Retroactive Eligibility:       Strikes Section 114(c), which required Medicaid applicants to provide verification of citizenship or immigration status prior to becoming presumptively eligible for benefits during the application process. The section was likely stricken for procedural reasons to avoid potentially fatal points-of-order, for imposing new programmatic requirements outside the scope of the Finance Committee’s jurisdiction and/or related to Title II of the Social Security Act.

Safety Net Funding:              Makes changes to the new pool of safety net funding for non-expansion states, tying funding to fiscal years instead of calendar years 2018 through 2022.

Medicaid Per Capita Cap:   Makes changes to cap formula, to clarify that all non-Disproportionate Share Hospital (DSH) supplemental payments are accounted for and attributable to beneficiaries for purposes of calculating the per capita cap amounts.

Stability Fund:          Makes technical changes to calculating relative uninsured rates under formula for allocating Patient and State Stability Fund grant amounts.

Continuous Coverage:         Strikes language requiring 30 percent surcharge for lack of continuous coverage in the small group market, leaving the provision to apply to the individual market only. With respect to the small group market, prior law HIPAA continuation coverage provisions would still apply.

Re-Write of Tax Credit:      Re-writes the new tax credit entitlement as part of Section 36B of the Internal Revenue Code—the portion currently being used for Obamacare’s premium subsidies.
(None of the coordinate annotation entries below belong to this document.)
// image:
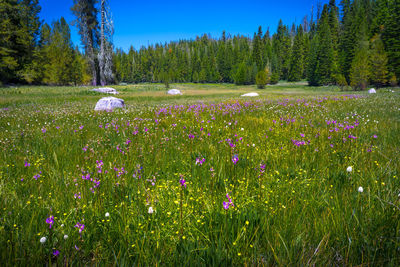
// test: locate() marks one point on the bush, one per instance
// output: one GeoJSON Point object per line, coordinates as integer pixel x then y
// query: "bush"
{"type": "Point", "coordinates": [261, 79]}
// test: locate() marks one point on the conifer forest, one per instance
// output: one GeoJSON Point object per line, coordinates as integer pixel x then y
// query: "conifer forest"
{"type": "Point", "coordinates": [277, 146]}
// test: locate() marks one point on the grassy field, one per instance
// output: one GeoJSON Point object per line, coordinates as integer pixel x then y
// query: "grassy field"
{"type": "Point", "coordinates": [298, 176]}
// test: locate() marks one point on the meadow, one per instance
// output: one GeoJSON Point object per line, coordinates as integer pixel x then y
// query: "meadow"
{"type": "Point", "coordinates": [297, 176]}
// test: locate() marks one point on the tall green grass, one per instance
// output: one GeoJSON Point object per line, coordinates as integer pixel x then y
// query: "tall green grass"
{"type": "Point", "coordinates": [293, 202]}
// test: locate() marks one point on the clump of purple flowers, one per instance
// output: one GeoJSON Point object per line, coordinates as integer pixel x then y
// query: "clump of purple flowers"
{"type": "Point", "coordinates": [228, 203]}
{"type": "Point", "coordinates": [235, 159]}
{"type": "Point", "coordinates": [182, 182]}
{"type": "Point", "coordinates": [200, 161]}
{"type": "Point", "coordinates": [37, 176]}
{"type": "Point", "coordinates": [50, 221]}
{"type": "Point", "coordinates": [80, 227]}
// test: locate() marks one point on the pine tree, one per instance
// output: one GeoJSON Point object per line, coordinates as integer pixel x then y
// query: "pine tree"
{"type": "Point", "coordinates": [85, 12]}
{"type": "Point", "coordinates": [105, 54]}
{"type": "Point", "coordinates": [378, 62]}
{"type": "Point", "coordinates": [360, 69]}
{"type": "Point", "coordinates": [391, 35]}
{"type": "Point", "coordinates": [257, 49]}
{"type": "Point", "coordinates": [296, 62]}
{"type": "Point", "coordinates": [240, 76]}
{"type": "Point", "coordinates": [261, 79]}
{"type": "Point", "coordinates": [59, 55]}
{"type": "Point", "coordinates": [19, 32]}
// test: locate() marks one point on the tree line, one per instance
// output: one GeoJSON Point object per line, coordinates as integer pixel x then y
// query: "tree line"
{"type": "Point", "coordinates": [34, 52]}
{"type": "Point", "coordinates": [355, 43]}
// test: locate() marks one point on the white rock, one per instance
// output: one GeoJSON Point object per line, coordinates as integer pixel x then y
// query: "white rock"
{"type": "Point", "coordinates": [251, 94]}
{"type": "Point", "coordinates": [174, 92]}
{"type": "Point", "coordinates": [109, 103]}
{"type": "Point", "coordinates": [106, 90]}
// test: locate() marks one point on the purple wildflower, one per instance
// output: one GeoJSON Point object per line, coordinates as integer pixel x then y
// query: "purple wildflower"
{"type": "Point", "coordinates": [235, 159]}
{"type": "Point", "coordinates": [229, 203]}
{"type": "Point", "coordinates": [226, 205]}
{"type": "Point", "coordinates": [80, 227]}
{"type": "Point", "coordinates": [50, 221]}
{"type": "Point", "coordinates": [183, 182]}
{"type": "Point", "coordinates": [200, 161]}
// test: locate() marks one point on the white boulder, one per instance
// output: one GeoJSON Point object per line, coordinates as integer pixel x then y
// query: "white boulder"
{"type": "Point", "coordinates": [251, 94]}
{"type": "Point", "coordinates": [174, 92]}
{"type": "Point", "coordinates": [109, 103]}
{"type": "Point", "coordinates": [106, 90]}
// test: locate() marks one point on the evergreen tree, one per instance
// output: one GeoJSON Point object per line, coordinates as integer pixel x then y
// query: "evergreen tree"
{"type": "Point", "coordinates": [59, 55]}
{"type": "Point", "coordinates": [296, 67]}
{"type": "Point", "coordinates": [360, 69]}
{"type": "Point", "coordinates": [378, 62]}
{"type": "Point", "coordinates": [85, 12]}
{"type": "Point", "coordinates": [105, 54]}
{"type": "Point", "coordinates": [391, 35]}
{"type": "Point", "coordinates": [257, 49]}
{"type": "Point", "coordinates": [240, 76]}
{"type": "Point", "coordinates": [19, 32]}
{"type": "Point", "coordinates": [261, 79]}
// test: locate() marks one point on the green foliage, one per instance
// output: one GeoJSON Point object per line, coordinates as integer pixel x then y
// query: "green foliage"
{"type": "Point", "coordinates": [393, 80]}
{"type": "Point", "coordinates": [341, 81]}
{"type": "Point", "coordinates": [240, 76]}
{"type": "Point", "coordinates": [261, 79]}
{"type": "Point", "coordinates": [19, 29]}
{"type": "Point", "coordinates": [389, 26]}
{"type": "Point", "coordinates": [297, 60]}
{"type": "Point", "coordinates": [274, 78]}
{"type": "Point", "coordinates": [378, 63]}
{"type": "Point", "coordinates": [322, 67]}
{"type": "Point", "coordinates": [360, 68]}
{"type": "Point", "coordinates": [293, 202]}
In effect, the bill replaces the existing premium subsidies (i.e., Obamacare’s refundable tax credits) with the new subsidies (i.e., House Republicans’ refundable tax credits), effective January 1, 2020.

The amendment was likely added for procedural reasons, attempting to “bootstrap” on to the eligibility verification regime already in place under Obamacare. Creating a new verification regime could 1) exceed the Senate Finance Committee’s jurisdiction and 2) require new programmatic authority relating to Title II of the Social Security Act—both of which would create a point-of-order fatal to the entire bill in the Senate.
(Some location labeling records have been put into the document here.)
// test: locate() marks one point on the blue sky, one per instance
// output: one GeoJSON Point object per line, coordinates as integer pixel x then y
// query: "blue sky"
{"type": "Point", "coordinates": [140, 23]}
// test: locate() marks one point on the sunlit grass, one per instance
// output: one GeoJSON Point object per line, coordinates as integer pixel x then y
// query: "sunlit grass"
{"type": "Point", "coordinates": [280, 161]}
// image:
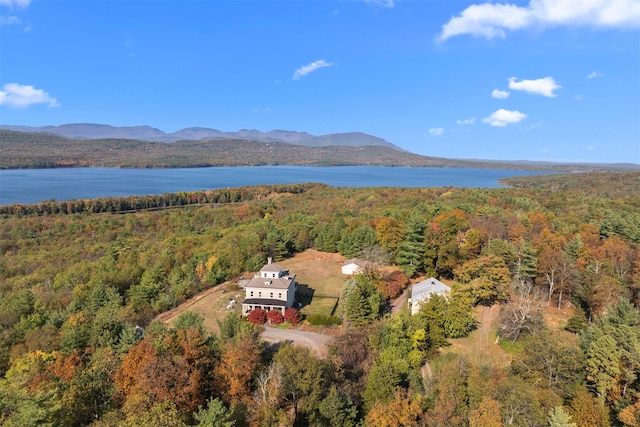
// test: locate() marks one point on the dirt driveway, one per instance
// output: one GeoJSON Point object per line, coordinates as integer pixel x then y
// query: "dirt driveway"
{"type": "Point", "coordinates": [312, 340]}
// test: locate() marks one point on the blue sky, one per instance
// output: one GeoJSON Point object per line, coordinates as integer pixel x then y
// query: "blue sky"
{"type": "Point", "coordinates": [555, 80]}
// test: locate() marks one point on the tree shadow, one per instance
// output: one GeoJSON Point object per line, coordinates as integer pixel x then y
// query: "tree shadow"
{"type": "Point", "coordinates": [304, 295]}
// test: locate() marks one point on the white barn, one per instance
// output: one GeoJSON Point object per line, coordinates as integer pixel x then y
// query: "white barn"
{"type": "Point", "coordinates": [353, 266]}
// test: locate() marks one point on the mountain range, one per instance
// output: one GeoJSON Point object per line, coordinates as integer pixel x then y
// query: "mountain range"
{"type": "Point", "coordinates": [148, 133]}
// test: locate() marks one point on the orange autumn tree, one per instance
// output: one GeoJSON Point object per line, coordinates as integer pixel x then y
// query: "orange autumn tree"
{"type": "Point", "coordinates": [238, 363]}
{"type": "Point", "coordinates": [174, 367]}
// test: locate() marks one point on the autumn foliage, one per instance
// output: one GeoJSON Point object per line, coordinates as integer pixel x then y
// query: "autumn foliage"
{"type": "Point", "coordinates": [78, 345]}
{"type": "Point", "coordinates": [275, 317]}
{"type": "Point", "coordinates": [257, 316]}
{"type": "Point", "coordinates": [292, 316]}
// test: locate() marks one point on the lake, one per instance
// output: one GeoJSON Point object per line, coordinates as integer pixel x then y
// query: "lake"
{"type": "Point", "coordinates": [37, 185]}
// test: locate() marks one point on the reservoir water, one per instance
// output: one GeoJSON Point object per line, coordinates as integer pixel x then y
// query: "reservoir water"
{"type": "Point", "coordinates": [37, 185]}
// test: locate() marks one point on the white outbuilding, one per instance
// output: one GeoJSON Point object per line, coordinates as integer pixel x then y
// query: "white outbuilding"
{"type": "Point", "coordinates": [422, 292]}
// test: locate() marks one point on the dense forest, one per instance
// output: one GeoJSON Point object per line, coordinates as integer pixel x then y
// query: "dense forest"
{"type": "Point", "coordinates": [82, 281]}
{"type": "Point", "coordinates": [41, 150]}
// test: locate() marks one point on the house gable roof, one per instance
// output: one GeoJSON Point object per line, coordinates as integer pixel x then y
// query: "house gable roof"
{"type": "Point", "coordinates": [428, 287]}
{"type": "Point", "coordinates": [272, 268]}
{"type": "Point", "coordinates": [271, 283]}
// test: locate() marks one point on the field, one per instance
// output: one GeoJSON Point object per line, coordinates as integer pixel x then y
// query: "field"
{"type": "Point", "coordinates": [319, 284]}
{"type": "Point", "coordinates": [482, 347]}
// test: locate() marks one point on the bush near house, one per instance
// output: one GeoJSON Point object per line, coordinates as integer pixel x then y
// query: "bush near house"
{"type": "Point", "coordinates": [275, 317]}
{"type": "Point", "coordinates": [257, 316]}
{"type": "Point", "coordinates": [292, 316]}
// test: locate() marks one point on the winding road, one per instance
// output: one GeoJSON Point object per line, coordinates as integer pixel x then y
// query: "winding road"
{"type": "Point", "coordinates": [312, 340]}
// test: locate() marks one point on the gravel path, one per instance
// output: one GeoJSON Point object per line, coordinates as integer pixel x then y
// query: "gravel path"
{"type": "Point", "coordinates": [312, 340]}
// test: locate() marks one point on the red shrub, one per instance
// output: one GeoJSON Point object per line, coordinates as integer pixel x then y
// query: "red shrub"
{"type": "Point", "coordinates": [257, 316]}
{"type": "Point", "coordinates": [275, 317]}
{"type": "Point", "coordinates": [292, 316]}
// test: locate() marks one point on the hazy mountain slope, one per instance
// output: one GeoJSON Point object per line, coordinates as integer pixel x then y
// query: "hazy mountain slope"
{"type": "Point", "coordinates": [146, 133]}
{"type": "Point", "coordinates": [40, 150]}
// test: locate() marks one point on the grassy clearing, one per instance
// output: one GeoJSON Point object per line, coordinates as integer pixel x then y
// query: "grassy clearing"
{"type": "Point", "coordinates": [319, 280]}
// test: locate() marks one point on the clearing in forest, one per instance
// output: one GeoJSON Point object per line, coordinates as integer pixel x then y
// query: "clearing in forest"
{"type": "Point", "coordinates": [319, 280]}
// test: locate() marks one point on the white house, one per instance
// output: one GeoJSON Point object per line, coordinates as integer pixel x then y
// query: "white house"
{"type": "Point", "coordinates": [422, 291]}
{"type": "Point", "coordinates": [353, 266]}
{"type": "Point", "coordinates": [272, 289]}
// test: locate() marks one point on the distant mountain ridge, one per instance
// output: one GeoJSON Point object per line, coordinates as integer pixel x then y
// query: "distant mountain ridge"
{"type": "Point", "coordinates": [148, 133]}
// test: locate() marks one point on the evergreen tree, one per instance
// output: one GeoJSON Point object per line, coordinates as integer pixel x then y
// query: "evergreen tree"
{"type": "Point", "coordinates": [411, 250]}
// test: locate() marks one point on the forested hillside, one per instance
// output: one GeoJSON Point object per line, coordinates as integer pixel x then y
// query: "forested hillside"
{"type": "Point", "coordinates": [79, 290]}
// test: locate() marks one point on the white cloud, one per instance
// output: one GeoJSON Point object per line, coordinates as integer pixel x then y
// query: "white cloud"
{"type": "Point", "coordinates": [504, 117]}
{"type": "Point", "coordinates": [544, 87]}
{"type": "Point", "coordinates": [15, 3]}
{"type": "Point", "coordinates": [15, 95]}
{"type": "Point", "coordinates": [306, 69]}
{"type": "Point", "coordinates": [491, 20]}
{"type": "Point", "coordinates": [500, 94]}
{"type": "Point", "coordinates": [465, 122]}
{"type": "Point", "coordinates": [384, 3]}
{"type": "Point", "coordinates": [10, 20]}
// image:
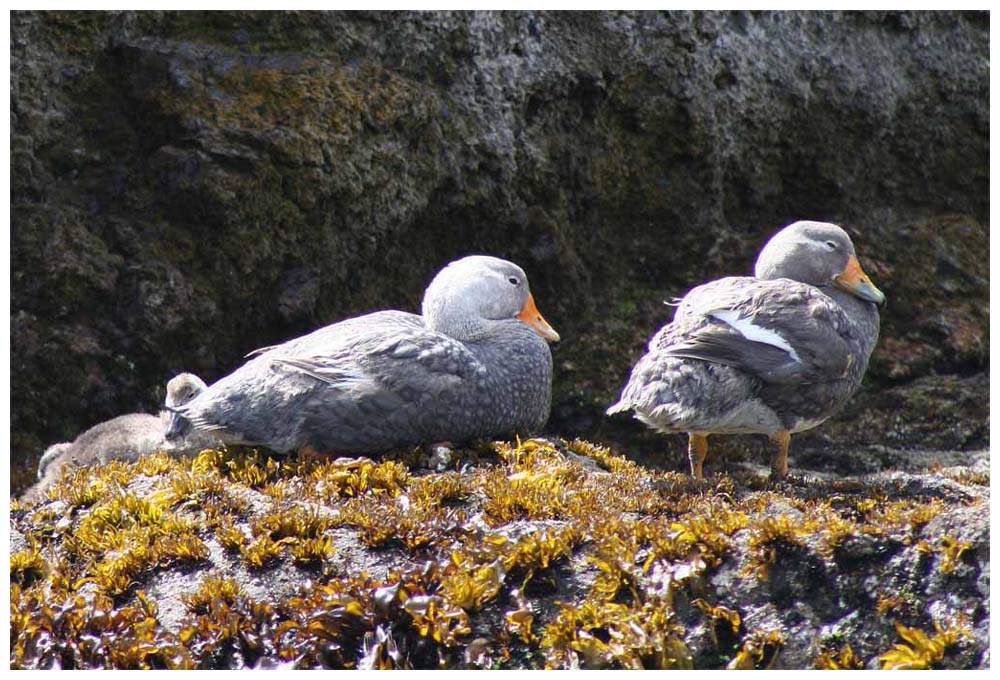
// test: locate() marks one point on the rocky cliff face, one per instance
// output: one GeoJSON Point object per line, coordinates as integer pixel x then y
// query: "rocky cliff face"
{"type": "Point", "coordinates": [187, 187]}
{"type": "Point", "coordinates": [190, 186]}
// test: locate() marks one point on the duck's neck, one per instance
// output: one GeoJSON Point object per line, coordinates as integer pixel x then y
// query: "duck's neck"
{"type": "Point", "coordinates": [863, 312]}
{"type": "Point", "coordinates": [457, 320]}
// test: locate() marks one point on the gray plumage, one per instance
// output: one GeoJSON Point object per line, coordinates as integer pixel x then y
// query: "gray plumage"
{"type": "Point", "coordinates": [464, 368]}
{"type": "Point", "coordinates": [123, 438]}
{"type": "Point", "coordinates": [777, 353]}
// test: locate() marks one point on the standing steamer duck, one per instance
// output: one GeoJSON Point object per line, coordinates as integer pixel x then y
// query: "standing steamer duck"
{"type": "Point", "coordinates": [776, 354]}
{"type": "Point", "coordinates": [474, 364]}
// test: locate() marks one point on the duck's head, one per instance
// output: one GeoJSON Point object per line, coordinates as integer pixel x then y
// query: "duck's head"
{"type": "Point", "coordinates": [817, 253]}
{"type": "Point", "coordinates": [182, 388]}
{"type": "Point", "coordinates": [468, 297]}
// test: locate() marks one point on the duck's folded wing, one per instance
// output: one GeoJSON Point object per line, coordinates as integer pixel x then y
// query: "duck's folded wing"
{"type": "Point", "coordinates": [410, 363]}
{"type": "Point", "coordinates": [779, 331]}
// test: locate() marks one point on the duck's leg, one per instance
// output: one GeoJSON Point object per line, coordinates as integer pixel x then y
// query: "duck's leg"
{"type": "Point", "coordinates": [779, 463]}
{"type": "Point", "coordinates": [697, 450]}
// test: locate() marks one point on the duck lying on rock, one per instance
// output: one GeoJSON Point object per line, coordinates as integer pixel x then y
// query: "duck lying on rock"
{"type": "Point", "coordinates": [777, 353]}
{"type": "Point", "coordinates": [123, 438]}
{"type": "Point", "coordinates": [474, 363]}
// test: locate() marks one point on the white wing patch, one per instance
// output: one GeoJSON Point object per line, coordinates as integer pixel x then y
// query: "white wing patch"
{"type": "Point", "coordinates": [748, 330]}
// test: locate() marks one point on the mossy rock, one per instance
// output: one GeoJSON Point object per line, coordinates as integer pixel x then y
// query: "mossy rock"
{"type": "Point", "coordinates": [543, 553]}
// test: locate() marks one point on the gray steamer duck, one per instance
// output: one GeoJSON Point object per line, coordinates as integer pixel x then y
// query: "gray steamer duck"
{"type": "Point", "coordinates": [475, 363]}
{"type": "Point", "coordinates": [776, 354]}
In addition, with respect to the “firewall”—that is, the individuals who do NOT qualify for the credit based on other forms of health coverage—the amendment utilizes a definition of health insurance coverage present in the Internal Revenue Code. By using a definition of health coverage included within the Senate Finance Committee’s jurisdiction, the amendment attempts to avoid exceeding the Finance Committee’s remit, which would subject the bill to a potentially fatal point of order in the Senate.
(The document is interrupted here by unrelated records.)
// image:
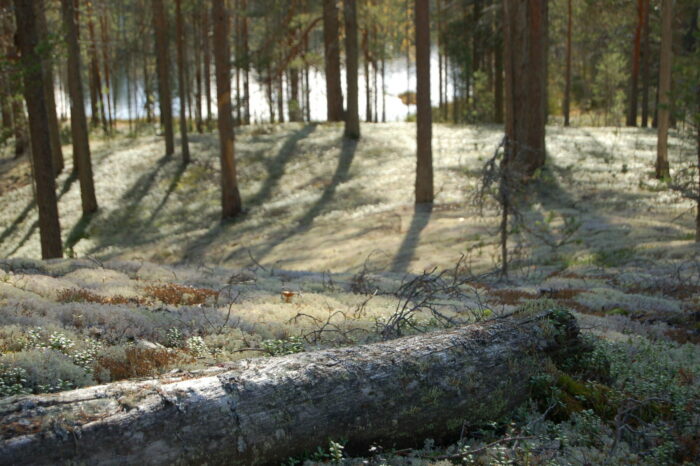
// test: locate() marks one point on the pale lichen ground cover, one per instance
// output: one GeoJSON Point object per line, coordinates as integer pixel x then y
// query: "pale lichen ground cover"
{"type": "Point", "coordinates": [158, 275]}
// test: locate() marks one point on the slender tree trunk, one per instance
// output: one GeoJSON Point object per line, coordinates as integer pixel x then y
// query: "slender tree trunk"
{"type": "Point", "coordinates": [199, 121]}
{"type": "Point", "coordinates": [109, 92]}
{"type": "Point", "coordinates": [163, 71]}
{"type": "Point", "coordinates": [182, 82]}
{"type": "Point", "coordinates": [207, 63]}
{"type": "Point", "coordinates": [48, 81]}
{"type": "Point", "coordinates": [384, 85]}
{"type": "Point", "coordinates": [646, 63]}
{"type": "Point", "coordinates": [424, 166]}
{"type": "Point", "coordinates": [567, 85]}
{"type": "Point", "coordinates": [266, 410]}
{"type": "Point", "coordinates": [246, 62]}
{"type": "Point", "coordinates": [662, 167]}
{"type": "Point", "coordinates": [525, 60]}
{"type": "Point", "coordinates": [352, 116]}
{"type": "Point", "coordinates": [28, 41]}
{"type": "Point", "coordinates": [368, 92]}
{"type": "Point", "coordinates": [438, 44]}
{"type": "Point", "coordinates": [79, 127]}
{"type": "Point", "coordinates": [230, 197]}
{"type": "Point", "coordinates": [498, 78]}
{"type": "Point", "coordinates": [331, 47]}
{"type": "Point", "coordinates": [634, 77]}
{"type": "Point", "coordinates": [280, 97]}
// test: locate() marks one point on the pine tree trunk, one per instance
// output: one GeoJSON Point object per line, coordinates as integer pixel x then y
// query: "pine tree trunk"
{"type": "Point", "coordinates": [28, 40]}
{"type": "Point", "coordinates": [207, 63]}
{"type": "Point", "coordinates": [48, 81]}
{"type": "Point", "coordinates": [199, 120]}
{"type": "Point", "coordinates": [163, 72]}
{"type": "Point", "coordinates": [182, 81]}
{"type": "Point", "coordinates": [266, 410]}
{"type": "Point", "coordinates": [634, 77]}
{"type": "Point", "coordinates": [646, 63]}
{"type": "Point", "coordinates": [352, 115]}
{"type": "Point", "coordinates": [567, 79]}
{"type": "Point", "coordinates": [525, 70]}
{"type": "Point", "coordinates": [246, 63]}
{"type": "Point", "coordinates": [79, 127]}
{"type": "Point", "coordinates": [230, 197]}
{"type": "Point", "coordinates": [424, 166]}
{"type": "Point", "coordinates": [662, 167]}
{"type": "Point", "coordinates": [331, 47]}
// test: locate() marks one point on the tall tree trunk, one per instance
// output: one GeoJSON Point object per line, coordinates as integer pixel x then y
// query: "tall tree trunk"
{"type": "Point", "coordinates": [662, 168]}
{"type": "Point", "coordinates": [79, 128]}
{"type": "Point", "coordinates": [266, 410]}
{"type": "Point", "coordinates": [207, 63]}
{"type": "Point", "coordinates": [352, 115]}
{"type": "Point", "coordinates": [163, 71]}
{"type": "Point", "coordinates": [424, 166]}
{"type": "Point", "coordinates": [368, 92]}
{"type": "Point", "coordinates": [498, 78]}
{"type": "Point", "coordinates": [109, 91]}
{"type": "Point", "coordinates": [567, 85]}
{"type": "Point", "coordinates": [280, 97]}
{"type": "Point", "coordinates": [199, 121]}
{"type": "Point", "coordinates": [48, 81]}
{"type": "Point", "coordinates": [182, 82]}
{"type": "Point", "coordinates": [98, 106]}
{"type": "Point", "coordinates": [230, 197]}
{"type": "Point", "coordinates": [28, 41]}
{"type": "Point", "coordinates": [438, 44]}
{"type": "Point", "coordinates": [646, 63]}
{"type": "Point", "coordinates": [525, 60]}
{"type": "Point", "coordinates": [246, 62]}
{"type": "Point", "coordinates": [634, 77]}
{"type": "Point", "coordinates": [331, 47]}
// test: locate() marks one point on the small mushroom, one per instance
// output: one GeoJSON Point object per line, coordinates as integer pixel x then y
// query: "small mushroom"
{"type": "Point", "coordinates": [287, 296]}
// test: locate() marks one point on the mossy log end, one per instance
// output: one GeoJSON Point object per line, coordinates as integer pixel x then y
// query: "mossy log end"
{"type": "Point", "coordinates": [264, 410]}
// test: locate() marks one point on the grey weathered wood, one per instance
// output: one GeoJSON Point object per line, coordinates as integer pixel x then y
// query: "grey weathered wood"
{"type": "Point", "coordinates": [264, 410]}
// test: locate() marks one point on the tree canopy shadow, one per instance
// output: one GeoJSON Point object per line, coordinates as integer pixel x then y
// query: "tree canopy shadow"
{"type": "Point", "coordinates": [303, 224]}
{"type": "Point", "coordinates": [403, 257]}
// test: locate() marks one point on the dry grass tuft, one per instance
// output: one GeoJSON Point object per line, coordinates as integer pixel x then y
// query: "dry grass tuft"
{"type": "Point", "coordinates": [138, 362]}
{"type": "Point", "coordinates": [77, 295]}
{"type": "Point", "coordinates": [180, 295]}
However, in so doing, this ostensibly “technical” change restricts veterans’ access to the tax credit. The prior language in the bill as introduced (pages 97-98) allowed veterans eligible for, but not enrolled in, coverage through the Veterans Administration to receive the credit. The revised language states only that individuals “eligible for” other forms of coverage—including Medicaid, Medicare, SCHIP, and Veterans Administration coverage—may not qualify for the credit. Thus, with respect to veterans’ coverage in particular, the managers package is more restrictive than the bill as introduced, as veterans eligible for but not enrolled in VA coverage cannot qualify for credits.

Finally, the amendment removes language allowing leftover credit funds to be deposited into individuals’ health savings accounts—because language in the base bill permitting such a move raised concerns among some conservatives that those taxpayer dollars could be used to fund abortions in enrollees’ HSAs.